Not At All-Gifted
Whatever you do, don’t open the box!
I know we only met a few weeks ago, but I feel like I’ve known you all my life. I bought you an expensive dinner and bragged about you to my friends, encouraging them to try your 10 hour free trial. You were too good to keep to myself—I wanted to share you.
But Pan, you’ve made no effort to get to know me. At the beginning you were so eager to please. I told you I liked The New Pornographers, and you played them for me, and other people who kinda sound like them. But then you started playing weird stuff—you apparently thought I would like anything with harmonies and a mix of acoustic and electric instrumentation--so I told you a little more about me: I like The Smiths, The Pixies, Nirvana. I made the mistake of telling you I like Filter. Remember that day? I think you played Mudvayne and Alien Ant Farm.. But no matter how much music I added to my list, you still screwed around with me. Every afternoon you’d start your jam-band set: Phish, Dave Matthews, Blues Traveler and even the Grateful Dead. I had to stop working on my very important spreadsheets to tell you THUMBS DOWN HUNNY! And then I’d get that sad little message from you “We’ll never play that song again.”
Pandy, you’re so smart in some ways, but so dumb in others. You know I like songs with “vamp” (yes, I had to ask Jack what that meant), but what I like about The Decembrists is not the accordion. Sure, I like a squeezebox as much as the next guy, but I don’t want you to play Weird Al because I told you I like “Engine Driver.” Also, what’s the deal with trying to push such crazy shit on my in the late afternoons? There was that one afternoon that you played some Huey Lewis song that wasn’t even a hit (I think it was called “I Know What I Like”). I told you I like the Smiths, and you never play any, or any Morrissey either, or even any of those Johnny Marr projects.

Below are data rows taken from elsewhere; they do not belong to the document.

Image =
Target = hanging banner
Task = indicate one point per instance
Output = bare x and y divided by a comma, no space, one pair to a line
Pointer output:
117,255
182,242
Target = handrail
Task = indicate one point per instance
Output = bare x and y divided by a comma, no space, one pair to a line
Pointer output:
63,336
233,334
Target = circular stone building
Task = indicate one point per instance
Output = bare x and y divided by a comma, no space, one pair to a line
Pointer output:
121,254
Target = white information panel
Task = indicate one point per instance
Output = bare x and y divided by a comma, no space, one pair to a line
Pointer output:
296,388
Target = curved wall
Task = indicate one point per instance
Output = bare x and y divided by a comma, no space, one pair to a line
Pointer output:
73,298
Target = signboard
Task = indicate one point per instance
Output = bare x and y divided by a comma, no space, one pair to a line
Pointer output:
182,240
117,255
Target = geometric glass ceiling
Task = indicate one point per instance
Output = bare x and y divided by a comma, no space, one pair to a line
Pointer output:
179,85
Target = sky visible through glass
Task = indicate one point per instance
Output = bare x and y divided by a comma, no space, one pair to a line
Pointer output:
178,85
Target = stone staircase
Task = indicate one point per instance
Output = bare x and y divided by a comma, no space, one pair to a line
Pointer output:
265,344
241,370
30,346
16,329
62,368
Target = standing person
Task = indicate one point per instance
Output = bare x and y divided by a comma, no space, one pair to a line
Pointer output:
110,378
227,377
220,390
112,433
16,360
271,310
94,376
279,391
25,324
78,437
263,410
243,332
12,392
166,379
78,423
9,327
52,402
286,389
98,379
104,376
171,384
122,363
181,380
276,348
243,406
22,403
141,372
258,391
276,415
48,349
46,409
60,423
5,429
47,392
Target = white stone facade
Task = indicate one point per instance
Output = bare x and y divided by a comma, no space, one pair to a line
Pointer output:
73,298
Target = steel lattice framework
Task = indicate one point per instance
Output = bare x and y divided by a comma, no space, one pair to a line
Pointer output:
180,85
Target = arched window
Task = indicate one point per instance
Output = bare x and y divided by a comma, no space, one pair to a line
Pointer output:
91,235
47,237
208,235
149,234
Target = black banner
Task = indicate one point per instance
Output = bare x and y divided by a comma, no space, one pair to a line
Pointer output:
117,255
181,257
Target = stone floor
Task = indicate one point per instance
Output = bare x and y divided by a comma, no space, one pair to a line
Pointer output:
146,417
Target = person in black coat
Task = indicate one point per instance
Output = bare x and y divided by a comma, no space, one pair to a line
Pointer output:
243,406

In case you’re baffled, Pandora.com is the online “radio station” portion of The Music Genome Project, a really brilliant project that analyzed thousands of songs and categorized them by certain criteria. Pandora sort of acts as an e-harmony of music—you tell it what you like and it searches the databases for things that have the same musical criteria they’ve applied. You can tell it you like an artist or a specific song. It’s pretty neat. You get 10 free hours and pay $36 for the year if you dig it.
But my time with my new girlfriend Pandy has taught me that music is more than just a check list of things—it’s my response to it (and yours too, I guess). Sure I like mild syncopation, subtle vocal harmonies, and a major key tonality, but I also like quirk. How do you quantify quirk? Or exuberance?
I still like Pandora—she’s cute and easy. I sure wish she was smarter.